A map for every journey Posted on

Remember the world before Google Maps?

When I started driving, the front passenger was the navigator. They plotted the route, then kept their finger on the map and watched the exits until we reached our destination. The success of the journey depended on them. If you found a really good one, you married them.

Trips to new places were still an adventure. We navigated by dead reckoning. We followed pre-printed instructions and paper maps that only showed arteries. We took directions from relatives on the other end, and if the navigator failed, from strangers along the way.

When we got lost, we got lost. There was no blue dot indicating our position, no blue line to guide us. We had to figure out where we went wrong, and find our way back. It was nerve-wracking. It strained relationships. We had screaming matches in Tim Hortons parking lots.

Now, we have Google Maps. We no longer get lost. The navigator queues songs, passes snacks and picks restaurants.

Maps made the journey predictable. We know exactly how to get there, how long it will take, what difficulties we can expect, and where to go if we have a problem.

It made navigation completely stress-free.

So why don’t we have this for other kinds of journeys?

I help people navigate German bureaucracy. The people I help are on a different kind of journey, but their concerns are the same: they want to know how to get there, how long it will take, what difficulties they can expect, and where to go if they have a problem.

The stakes are higher than showing up on time for dinner. Some people are fighting for their right to live in Germany. Their whole family is sitting in the car with them. They put their life savings in the tank.

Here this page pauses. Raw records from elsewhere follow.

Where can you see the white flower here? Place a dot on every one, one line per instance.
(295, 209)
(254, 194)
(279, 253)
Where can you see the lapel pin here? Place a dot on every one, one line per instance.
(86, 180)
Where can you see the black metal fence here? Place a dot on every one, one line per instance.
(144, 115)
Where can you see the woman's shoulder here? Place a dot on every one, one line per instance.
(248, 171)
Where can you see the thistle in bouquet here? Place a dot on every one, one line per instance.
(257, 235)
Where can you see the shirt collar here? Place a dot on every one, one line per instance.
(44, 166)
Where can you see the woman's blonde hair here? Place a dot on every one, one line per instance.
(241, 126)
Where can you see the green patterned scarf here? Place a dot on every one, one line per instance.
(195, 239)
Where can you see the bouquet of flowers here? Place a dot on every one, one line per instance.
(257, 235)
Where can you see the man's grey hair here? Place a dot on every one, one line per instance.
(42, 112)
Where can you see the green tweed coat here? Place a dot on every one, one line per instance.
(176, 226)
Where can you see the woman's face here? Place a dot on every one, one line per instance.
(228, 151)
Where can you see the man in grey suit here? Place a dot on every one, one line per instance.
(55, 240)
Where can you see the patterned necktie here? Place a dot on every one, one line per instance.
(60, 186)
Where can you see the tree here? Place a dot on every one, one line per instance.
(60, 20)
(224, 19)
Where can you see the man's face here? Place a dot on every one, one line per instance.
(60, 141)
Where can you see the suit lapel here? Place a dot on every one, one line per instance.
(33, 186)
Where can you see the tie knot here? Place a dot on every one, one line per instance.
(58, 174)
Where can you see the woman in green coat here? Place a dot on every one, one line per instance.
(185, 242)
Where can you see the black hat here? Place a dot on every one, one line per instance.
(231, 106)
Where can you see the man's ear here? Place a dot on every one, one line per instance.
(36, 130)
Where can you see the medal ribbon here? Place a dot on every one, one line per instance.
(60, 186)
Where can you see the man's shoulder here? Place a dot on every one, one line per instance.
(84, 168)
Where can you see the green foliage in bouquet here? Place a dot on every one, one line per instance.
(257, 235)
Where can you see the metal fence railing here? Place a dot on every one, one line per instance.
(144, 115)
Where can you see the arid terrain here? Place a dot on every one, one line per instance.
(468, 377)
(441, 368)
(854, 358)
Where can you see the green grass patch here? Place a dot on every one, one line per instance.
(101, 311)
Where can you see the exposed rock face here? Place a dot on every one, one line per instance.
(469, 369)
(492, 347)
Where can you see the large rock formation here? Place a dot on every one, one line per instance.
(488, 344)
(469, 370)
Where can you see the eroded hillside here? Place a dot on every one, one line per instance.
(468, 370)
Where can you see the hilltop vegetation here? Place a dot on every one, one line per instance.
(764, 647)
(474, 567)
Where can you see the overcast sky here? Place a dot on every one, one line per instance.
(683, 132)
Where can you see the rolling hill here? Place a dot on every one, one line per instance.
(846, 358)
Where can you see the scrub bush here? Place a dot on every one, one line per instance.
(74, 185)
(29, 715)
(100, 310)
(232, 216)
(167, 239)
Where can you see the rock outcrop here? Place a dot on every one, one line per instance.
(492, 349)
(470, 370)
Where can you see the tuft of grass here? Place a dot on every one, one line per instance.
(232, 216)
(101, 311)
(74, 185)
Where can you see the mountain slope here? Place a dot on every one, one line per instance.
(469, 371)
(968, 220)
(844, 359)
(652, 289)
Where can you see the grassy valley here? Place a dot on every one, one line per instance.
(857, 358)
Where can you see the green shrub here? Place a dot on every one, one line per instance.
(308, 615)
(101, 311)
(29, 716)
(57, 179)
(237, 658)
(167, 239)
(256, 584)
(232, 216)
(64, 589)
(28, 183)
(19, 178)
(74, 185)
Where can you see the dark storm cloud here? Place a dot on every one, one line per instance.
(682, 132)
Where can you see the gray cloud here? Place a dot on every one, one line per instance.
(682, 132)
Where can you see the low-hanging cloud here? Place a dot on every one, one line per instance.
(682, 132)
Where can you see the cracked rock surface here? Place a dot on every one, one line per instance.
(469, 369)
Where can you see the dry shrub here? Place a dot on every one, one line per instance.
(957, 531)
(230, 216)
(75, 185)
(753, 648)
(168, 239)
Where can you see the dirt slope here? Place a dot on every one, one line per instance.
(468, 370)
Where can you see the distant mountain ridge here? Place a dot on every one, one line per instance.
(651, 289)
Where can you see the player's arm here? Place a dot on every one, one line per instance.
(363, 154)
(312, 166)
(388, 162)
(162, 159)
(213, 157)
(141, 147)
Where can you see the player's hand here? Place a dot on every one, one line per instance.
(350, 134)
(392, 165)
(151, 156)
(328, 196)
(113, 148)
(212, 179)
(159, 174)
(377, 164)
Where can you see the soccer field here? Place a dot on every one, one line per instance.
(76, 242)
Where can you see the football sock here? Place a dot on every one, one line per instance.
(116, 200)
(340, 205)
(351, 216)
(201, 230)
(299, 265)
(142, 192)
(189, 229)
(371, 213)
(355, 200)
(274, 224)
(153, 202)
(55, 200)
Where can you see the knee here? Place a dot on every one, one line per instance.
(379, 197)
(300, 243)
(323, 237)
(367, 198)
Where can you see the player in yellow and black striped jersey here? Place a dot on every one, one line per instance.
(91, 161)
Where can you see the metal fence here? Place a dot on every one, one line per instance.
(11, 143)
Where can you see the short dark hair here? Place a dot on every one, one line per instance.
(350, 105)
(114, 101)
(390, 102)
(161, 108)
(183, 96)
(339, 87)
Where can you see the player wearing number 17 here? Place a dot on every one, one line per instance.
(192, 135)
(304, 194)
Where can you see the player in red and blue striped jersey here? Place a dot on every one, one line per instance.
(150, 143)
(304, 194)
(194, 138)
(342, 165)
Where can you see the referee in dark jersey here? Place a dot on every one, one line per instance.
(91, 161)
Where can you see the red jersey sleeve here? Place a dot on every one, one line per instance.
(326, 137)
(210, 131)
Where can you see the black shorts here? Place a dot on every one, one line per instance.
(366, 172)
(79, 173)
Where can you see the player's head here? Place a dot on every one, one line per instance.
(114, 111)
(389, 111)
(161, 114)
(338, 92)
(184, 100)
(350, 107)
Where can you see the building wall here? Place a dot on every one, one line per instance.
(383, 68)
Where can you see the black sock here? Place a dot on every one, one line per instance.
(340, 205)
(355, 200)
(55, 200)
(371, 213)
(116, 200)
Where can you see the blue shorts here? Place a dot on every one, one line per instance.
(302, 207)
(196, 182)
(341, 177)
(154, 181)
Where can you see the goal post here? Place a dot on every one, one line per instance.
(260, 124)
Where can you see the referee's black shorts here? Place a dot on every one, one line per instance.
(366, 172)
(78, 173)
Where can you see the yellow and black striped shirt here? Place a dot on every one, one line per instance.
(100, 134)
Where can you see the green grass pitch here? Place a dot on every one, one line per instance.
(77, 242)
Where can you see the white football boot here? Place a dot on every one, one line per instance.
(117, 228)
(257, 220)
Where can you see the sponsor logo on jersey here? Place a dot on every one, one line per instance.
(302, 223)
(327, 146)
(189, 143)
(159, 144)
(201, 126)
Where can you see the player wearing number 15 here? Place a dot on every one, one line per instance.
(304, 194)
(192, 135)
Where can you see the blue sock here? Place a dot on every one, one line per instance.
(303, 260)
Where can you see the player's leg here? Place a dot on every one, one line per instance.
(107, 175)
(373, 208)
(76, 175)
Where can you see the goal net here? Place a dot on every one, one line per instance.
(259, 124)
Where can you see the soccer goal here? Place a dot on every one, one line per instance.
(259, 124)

There is no GPS this time. There isn’t even a map. There are only scarce, ambiguous instructions. The rest is just rumours from fellow travellers.

What I really want

A map would make the journey predictable. It would not fix the months-long bureaucratic traffic jams, nor would it turn business registration into a scenic drive, but it would give people a sense of what’s ahead.

I don’t picture a literal map, just good information that fills the same role, anything that prepares travelers for their journey. I’d settle for plain text and some flowcharts.

This is hardly a revolutionary idea. How can you watch people take the same wrong turns over and over again, and not want to put up a sign? Ask your civil servants.

So I’ve been drawing maps and putting up signs myself. I’ve mapped dozens of bureaucratic processes in Berlin, and a few more in other places. I now make a living out of it.

But I face the same problems as any cartographer: the world changes faster than I can map it.

Unlike Google, I have limited visibility into what I map. I don’t have satellite imagery of bureaucratic processes, nor camera cars that roam around the Bürgerämter. I just read forum posts and ask around. It’s a lot like drawing a map by interviewing travellers.

I don’t have a better solution yet. I automated some of the change monitoring, reduced my scope to mostly Berlin, work with people on the ground and try to work with the city government. I also get a lot of feedback from kind readers.

It’s far from perfect, but that’s the best I can do for now. I’m open to ideas.